Louis Vivès (volume 1p. 225-228).
Livre troisième


CHAPITRE III.
DE L’AUBE (36).[1]


I. Après l’amict, le prêtre revêt la chemise ou aube, qui, convenablement adhérente aux membres du corps, montre qu’il ne doit y avoir rien de superflu ou de dissolu dans la vie du prêtre ou dans ses membres. Elle figure aussi, à cause de sa blancheur, la pureté de la vie, selon ce qu’on lit : « Qu’en tout temps tes vêtements soient blancs. » Et elle est de bysse ou de lin, à cause de ce qu’on lit : « La justice des saints est comme un vêtement de lin. »

II. Or, le bysse est un lin qui croît en Égypte. Et, de même que le lin ou le bysse acquiert par l’art, et après avoir été fortement battu et peigné, la blancheur qu’il n’a pas de sa nature, ainsi la chair de l’homme obtient par l’exercice des bonnes œuvres, après s’être macéré par beaucoup de pénitences et par un don gratuit de la grâce, la pureté que la nature ne lui a pas donné en partage. Donc, que le prêtre, selon l’Apôtre, châtie son corps et le réduise en servitude, de peur que, par hasard, après avoir prêché aux autres il ne vienne lui-même à être réprouvé.

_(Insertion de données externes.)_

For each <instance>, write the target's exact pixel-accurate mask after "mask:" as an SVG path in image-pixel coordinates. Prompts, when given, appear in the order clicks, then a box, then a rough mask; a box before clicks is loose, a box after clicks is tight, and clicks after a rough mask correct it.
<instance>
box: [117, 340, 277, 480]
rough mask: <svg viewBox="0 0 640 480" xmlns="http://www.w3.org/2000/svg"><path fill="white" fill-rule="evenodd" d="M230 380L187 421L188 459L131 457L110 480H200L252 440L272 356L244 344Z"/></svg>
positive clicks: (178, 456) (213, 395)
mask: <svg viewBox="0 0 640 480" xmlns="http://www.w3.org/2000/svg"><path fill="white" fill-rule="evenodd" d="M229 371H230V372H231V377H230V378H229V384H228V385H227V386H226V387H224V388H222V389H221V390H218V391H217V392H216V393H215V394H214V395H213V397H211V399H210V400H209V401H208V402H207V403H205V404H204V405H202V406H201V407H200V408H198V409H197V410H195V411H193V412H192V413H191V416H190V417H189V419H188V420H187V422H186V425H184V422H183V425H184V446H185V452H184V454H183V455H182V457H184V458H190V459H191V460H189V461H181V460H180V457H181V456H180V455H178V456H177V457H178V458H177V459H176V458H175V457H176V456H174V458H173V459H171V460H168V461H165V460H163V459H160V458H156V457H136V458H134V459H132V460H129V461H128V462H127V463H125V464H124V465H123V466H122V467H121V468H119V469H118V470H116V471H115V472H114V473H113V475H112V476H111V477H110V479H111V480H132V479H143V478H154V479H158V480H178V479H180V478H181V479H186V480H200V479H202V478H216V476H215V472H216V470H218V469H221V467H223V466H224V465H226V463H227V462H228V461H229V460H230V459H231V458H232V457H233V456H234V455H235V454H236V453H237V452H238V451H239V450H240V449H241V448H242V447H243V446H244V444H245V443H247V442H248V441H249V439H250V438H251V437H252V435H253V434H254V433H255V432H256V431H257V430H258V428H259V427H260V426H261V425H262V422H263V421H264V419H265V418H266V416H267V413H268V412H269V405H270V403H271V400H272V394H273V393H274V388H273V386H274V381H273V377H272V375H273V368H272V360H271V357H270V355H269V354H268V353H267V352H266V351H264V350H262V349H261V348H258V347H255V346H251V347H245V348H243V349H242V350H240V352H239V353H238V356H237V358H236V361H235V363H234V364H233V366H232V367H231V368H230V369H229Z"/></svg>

III. Or, l’aube a un capuce, qui est la profession ou la pratique de la chasteté. Elle a aussi un cordon, qui signifie la langue du prêtre, qui lie ceux qui résistent à Dieu (contumaces), et délie ceux qui font pénitence. Ce vêtement, qui, dans l’ancien sacerdoce, s’appelait linea, ou podèrnès en grec, ou tunica talaris en latin, était étroit, selon les descriptions que l’on en lit, à cause de l’esprit de servitude et d’esclavage dans lequel vivaient les Juifs pleins de crainte. Mais dans le nouveau sacerdoce il est large, à cause de l’esprit d’adoption dans la liberté, par laquelle le Christ nous a délivrés. Quant à ce qui est de l’orfroi et des franges ou festons[2], qu’en divers lieux et d’ouvrages divers elle a pour ornement, cela fait entendre ce que le Prophète dit dans le psaume : « La reine se tient à ta droite, avec un vêtement doré et garni de diverses broderies. »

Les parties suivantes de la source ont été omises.